HIV broadly neutralizing antibody precursors to the Apex epitope induced in nonhuman primates
M. Krystal, Henry J. Sutton, Payal Pratap, Jon M. Steichen, Diane G. Carnathan, James C. Quinn, Oleksandr Kalyuzhniy, Alessia Liguori, Sashank Agrawal, Sabyasachi Baboo, Patrick Madden, Christopher A. Cottrell, Jordan R. Willis, Jeong Hyun Lee, Elise Landais, Xiaozhen Hu, Parham Ramezani-Rad, Gabriel Ozorowski, Vanessa Lewis, Jolene K. Diedrich, Xiaoya Zhou, Tasha K. Altheide, Nicole Phelps, Erik Georgeson, Nushin Alavi, Danny Lu, Saman Eskandarzadeh, Michael Kubitz, Yumiko Adachi, Tina-Marie Mullen, Murillo Silva, Mariane B. Melo, Sunny Himansu, Darrell J. Irvine, Dennis R. Burton, John R. Yates, James C. Paulson, Devin Sok, Ian A. Wilson, Guido Silvestri, Andrew B. Ward, Shane Crotty, William R. Schief
Abstract
An effective prophylactic HIV vaccine will likely need to induce broadly neutralizing antibodies (bnAbs). bnAbs to the Apex region of the HIV envelope glycoprotein (Env) are promising targets for vaccination because of their relatively low somatic hypermutation compared with other bnAbs. Most Apex bnAbs engage Env using an exceptionally long heavy-chain complementarity-determining region 3 (HCDR3) containing specific binding motifs, which reduces bnAb precursor frequency and makes priming of rare bnAb precursors a likely limiting step in the path to Apex bnAb induction.
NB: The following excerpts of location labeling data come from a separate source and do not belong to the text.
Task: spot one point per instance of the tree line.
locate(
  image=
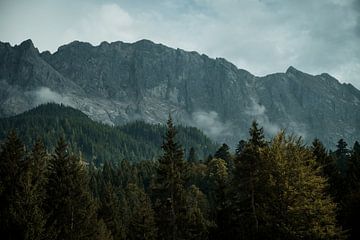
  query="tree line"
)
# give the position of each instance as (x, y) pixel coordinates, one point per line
(268, 189)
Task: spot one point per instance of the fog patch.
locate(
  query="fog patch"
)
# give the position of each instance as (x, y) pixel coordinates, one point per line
(46, 95)
(258, 113)
(211, 124)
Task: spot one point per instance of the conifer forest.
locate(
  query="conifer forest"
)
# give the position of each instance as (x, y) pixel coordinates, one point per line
(276, 188)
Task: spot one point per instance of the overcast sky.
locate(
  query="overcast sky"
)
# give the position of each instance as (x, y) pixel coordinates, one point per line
(261, 36)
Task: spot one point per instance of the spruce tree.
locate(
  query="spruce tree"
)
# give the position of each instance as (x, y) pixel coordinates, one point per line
(72, 211)
(30, 195)
(218, 183)
(298, 205)
(168, 190)
(342, 156)
(141, 224)
(223, 153)
(12, 160)
(329, 170)
(247, 190)
(192, 156)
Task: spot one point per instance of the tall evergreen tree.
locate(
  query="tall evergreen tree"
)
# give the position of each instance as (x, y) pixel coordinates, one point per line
(12, 159)
(30, 195)
(342, 156)
(298, 206)
(72, 212)
(110, 211)
(169, 189)
(141, 224)
(192, 155)
(218, 182)
(224, 153)
(247, 191)
(329, 170)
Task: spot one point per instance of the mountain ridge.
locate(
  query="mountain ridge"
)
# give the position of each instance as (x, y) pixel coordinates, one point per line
(120, 82)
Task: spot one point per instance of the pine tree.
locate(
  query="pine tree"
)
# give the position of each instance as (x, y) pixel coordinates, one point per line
(168, 189)
(110, 211)
(197, 223)
(298, 206)
(218, 181)
(12, 159)
(351, 201)
(192, 156)
(30, 195)
(72, 212)
(223, 153)
(248, 190)
(329, 170)
(141, 224)
(342, 156)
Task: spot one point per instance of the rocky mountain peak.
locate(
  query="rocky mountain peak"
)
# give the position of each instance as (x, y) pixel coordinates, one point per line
(120, 82)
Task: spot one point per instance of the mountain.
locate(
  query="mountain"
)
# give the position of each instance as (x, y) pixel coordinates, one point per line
(96, 141)
(118, 82)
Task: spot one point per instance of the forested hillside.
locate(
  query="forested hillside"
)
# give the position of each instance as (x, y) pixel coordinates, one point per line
(269, 189)
(98, 142)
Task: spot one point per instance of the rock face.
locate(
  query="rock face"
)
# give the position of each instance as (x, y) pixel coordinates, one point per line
(119, 82)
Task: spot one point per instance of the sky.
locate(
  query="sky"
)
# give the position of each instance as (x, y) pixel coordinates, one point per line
(261, 36)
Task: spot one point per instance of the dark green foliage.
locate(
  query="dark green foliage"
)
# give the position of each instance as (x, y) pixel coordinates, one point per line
(98, 142)
(277, 190)
(12, 159)
(329, 170)
(168, 189)
(141, 223)
(72, 211)
(248, 189)
(223, 153)
(342, 156)
(192, 156)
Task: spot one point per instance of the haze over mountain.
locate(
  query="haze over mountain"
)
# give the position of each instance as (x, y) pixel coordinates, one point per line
(120, 82)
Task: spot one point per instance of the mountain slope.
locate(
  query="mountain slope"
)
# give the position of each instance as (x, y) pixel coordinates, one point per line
(119, 82)
(134, 141)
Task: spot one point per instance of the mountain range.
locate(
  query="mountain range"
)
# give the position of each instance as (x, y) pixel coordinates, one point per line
(116, 83)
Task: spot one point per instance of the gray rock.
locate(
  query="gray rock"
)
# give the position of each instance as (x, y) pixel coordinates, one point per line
(120, 82)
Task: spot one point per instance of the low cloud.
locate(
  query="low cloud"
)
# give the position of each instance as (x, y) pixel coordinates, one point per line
(257, 112)
(46, 95)
(211, 125)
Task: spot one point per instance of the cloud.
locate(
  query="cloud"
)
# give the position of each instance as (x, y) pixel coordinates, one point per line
(211, 125)
(45, 95)
(257, 112)
(263, 36)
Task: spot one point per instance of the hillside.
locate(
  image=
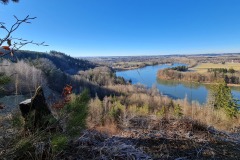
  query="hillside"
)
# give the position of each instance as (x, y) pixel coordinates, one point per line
(62, 61)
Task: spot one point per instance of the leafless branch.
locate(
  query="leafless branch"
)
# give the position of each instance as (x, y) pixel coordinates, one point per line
(16, 43)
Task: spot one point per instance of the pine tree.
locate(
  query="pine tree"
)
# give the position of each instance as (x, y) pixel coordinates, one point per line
(222, 98)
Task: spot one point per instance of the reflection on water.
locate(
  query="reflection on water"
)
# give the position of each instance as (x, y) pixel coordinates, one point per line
(174, 89)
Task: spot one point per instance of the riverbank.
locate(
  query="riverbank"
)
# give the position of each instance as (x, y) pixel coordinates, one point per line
(196, 77)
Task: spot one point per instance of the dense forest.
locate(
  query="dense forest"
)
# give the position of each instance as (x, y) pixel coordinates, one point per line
(230, 76)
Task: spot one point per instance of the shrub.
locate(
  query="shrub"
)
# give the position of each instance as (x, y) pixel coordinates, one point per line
(77, 112)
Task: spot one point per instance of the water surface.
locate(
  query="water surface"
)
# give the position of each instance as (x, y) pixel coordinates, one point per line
(174, 89)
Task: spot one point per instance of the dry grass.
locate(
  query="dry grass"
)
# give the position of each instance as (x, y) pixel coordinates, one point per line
(202, 68)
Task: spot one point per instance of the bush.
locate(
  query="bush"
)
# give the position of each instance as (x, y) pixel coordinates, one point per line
(77, 112)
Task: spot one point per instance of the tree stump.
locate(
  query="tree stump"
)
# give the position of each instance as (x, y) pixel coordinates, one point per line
(36, 112)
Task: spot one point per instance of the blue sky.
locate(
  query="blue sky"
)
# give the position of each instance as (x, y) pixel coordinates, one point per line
(129, 27)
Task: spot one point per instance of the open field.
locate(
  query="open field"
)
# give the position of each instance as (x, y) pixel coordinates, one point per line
(202, 68)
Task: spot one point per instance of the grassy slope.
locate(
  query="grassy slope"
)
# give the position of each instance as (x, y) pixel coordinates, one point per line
(202, 68)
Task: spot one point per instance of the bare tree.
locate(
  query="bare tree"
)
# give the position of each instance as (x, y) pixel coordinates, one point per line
(14, 43)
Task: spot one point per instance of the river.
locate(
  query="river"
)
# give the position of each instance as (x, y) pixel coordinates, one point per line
(176, 90)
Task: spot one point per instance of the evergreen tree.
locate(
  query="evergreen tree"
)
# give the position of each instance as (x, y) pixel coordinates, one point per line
(222, 98)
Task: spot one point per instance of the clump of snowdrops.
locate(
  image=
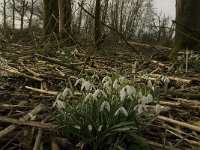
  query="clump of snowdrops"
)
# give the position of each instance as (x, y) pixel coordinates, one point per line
(110, 114)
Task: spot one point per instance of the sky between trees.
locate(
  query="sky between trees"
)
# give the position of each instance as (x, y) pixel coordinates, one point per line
(167, 7)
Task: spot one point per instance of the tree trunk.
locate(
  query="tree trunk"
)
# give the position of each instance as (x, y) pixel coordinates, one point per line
(13, 14)
(4, 14)
(31, 14)
(80, 18)
(24, 5)
(50, 17)
(187, 22)
(64, 18)
(97, 23)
We found that adjuvanted protein or mRNA lipid nanoparticle (LNP) immunization of rhesus macaques with ApexGT6, an Env trimer engineered to bind Apex bnAb precursors, consistently induced Apex bnAb-related precursors with long HCDR3s bearing bnAb-like sequence motifs. Cryo-electron microscopy revealed that elicited Apex bnAb-related HCDR3s had structures combining elements of several prototype Apex bnAbs. These results achieve a critical HIV vaccine development milestone in outbred primates.